Mi sedetti il più lontano possibile da lei, relegata all’estremità del tavolo, vicino alle porte a battente della cucina.
Avevo ventinove anni. Indossavo una semplice camicetta blu scuro e pantaloni. Ero completamente esausta, avendo dormito solo quattro ore dopo una settimana lavorativa estenuante di settanta ore, passata a gestire l’architettura di back-end della startup di cybersecurity che avevo fondato cinque anni prima.
Nessuno al tavolo mi chiese del mio lavoro. Nessuno mi chiese se fossi stanca. Nessuno mi chiese se fossi felice.
Nella mitologia della famiglia Vance, ero un personaggio secondario. La figlia tranquilla, un po’ anonima, che “si dilettava nell’informatica”. La famiglia preferiva di gran lunga la storia che si era costruita attorno a mio fratello maggiore, David.

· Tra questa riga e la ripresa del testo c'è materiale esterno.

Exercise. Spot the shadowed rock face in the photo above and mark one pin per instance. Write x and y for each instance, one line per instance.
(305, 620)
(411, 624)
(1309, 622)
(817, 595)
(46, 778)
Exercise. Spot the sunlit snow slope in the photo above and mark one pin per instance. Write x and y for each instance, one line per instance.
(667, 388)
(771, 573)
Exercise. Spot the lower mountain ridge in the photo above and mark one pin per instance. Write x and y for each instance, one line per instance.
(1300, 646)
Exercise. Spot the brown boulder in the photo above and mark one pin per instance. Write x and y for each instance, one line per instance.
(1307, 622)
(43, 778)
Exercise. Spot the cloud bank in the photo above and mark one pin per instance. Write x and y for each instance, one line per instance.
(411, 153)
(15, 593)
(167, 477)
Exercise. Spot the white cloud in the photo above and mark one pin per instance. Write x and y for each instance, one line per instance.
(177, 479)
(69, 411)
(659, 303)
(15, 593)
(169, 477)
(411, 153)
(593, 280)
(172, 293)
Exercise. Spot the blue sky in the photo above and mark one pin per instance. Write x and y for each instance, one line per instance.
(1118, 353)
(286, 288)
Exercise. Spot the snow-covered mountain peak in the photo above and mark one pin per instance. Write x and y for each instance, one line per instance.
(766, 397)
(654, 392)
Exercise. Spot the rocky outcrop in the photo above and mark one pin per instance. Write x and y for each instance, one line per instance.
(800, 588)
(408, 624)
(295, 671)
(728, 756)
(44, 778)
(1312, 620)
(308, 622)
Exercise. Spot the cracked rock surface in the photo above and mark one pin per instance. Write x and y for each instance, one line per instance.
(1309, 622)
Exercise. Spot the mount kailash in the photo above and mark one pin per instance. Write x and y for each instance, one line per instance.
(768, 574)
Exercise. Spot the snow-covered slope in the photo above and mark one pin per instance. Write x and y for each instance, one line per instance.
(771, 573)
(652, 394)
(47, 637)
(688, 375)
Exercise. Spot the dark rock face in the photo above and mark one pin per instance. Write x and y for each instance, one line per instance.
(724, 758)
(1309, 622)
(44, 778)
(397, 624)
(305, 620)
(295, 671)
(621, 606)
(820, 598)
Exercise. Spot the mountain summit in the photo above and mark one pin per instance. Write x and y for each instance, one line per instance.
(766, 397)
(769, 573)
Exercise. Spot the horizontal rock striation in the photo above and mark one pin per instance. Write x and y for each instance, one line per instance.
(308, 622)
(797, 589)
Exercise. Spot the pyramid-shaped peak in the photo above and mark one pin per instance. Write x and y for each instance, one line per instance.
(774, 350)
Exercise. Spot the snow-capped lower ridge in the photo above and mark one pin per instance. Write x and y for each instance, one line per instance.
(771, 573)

David sedeva alla destra di Eleanor, nel posto d’onore. Un dirigente commerciale regionale di medio livello, indossava vistose cinture firmate ricoperte di loghi e guidava una BMW appena noleggiata. Era rumoroso, carismatico, ma totalmente superficiale. Agli occhi di Eleanor, era il prediletto, la vera storia di successo, l’erede presuntuoso del prestigio di famiglia, per quanto illusorio potesse essere.
“I risultati trimestrali di David sono semplicemente astronomici”, esclamò Eleanor con orgoglio, riempiendo di nuovo il bicchiere del fratello. “Il suo responsabile regionale lo ha praticamente implorato di non prendersi una vacanza questo mese. L’azienda non può funzionare senza di lui.”
David sorrise, facendo roteare il costoso Bordeaux nel suo bicchiere di cristallo, appoggiandosi allo schienale della sedia con la malriposta sicurezza di un uomo mediocre. “È un peso gravoso, mamma, ma qualcuno deve pur portare avanti la squadra.”
Ho bevuto un sorso lento e silenzioso dell’acqua del rubinetto.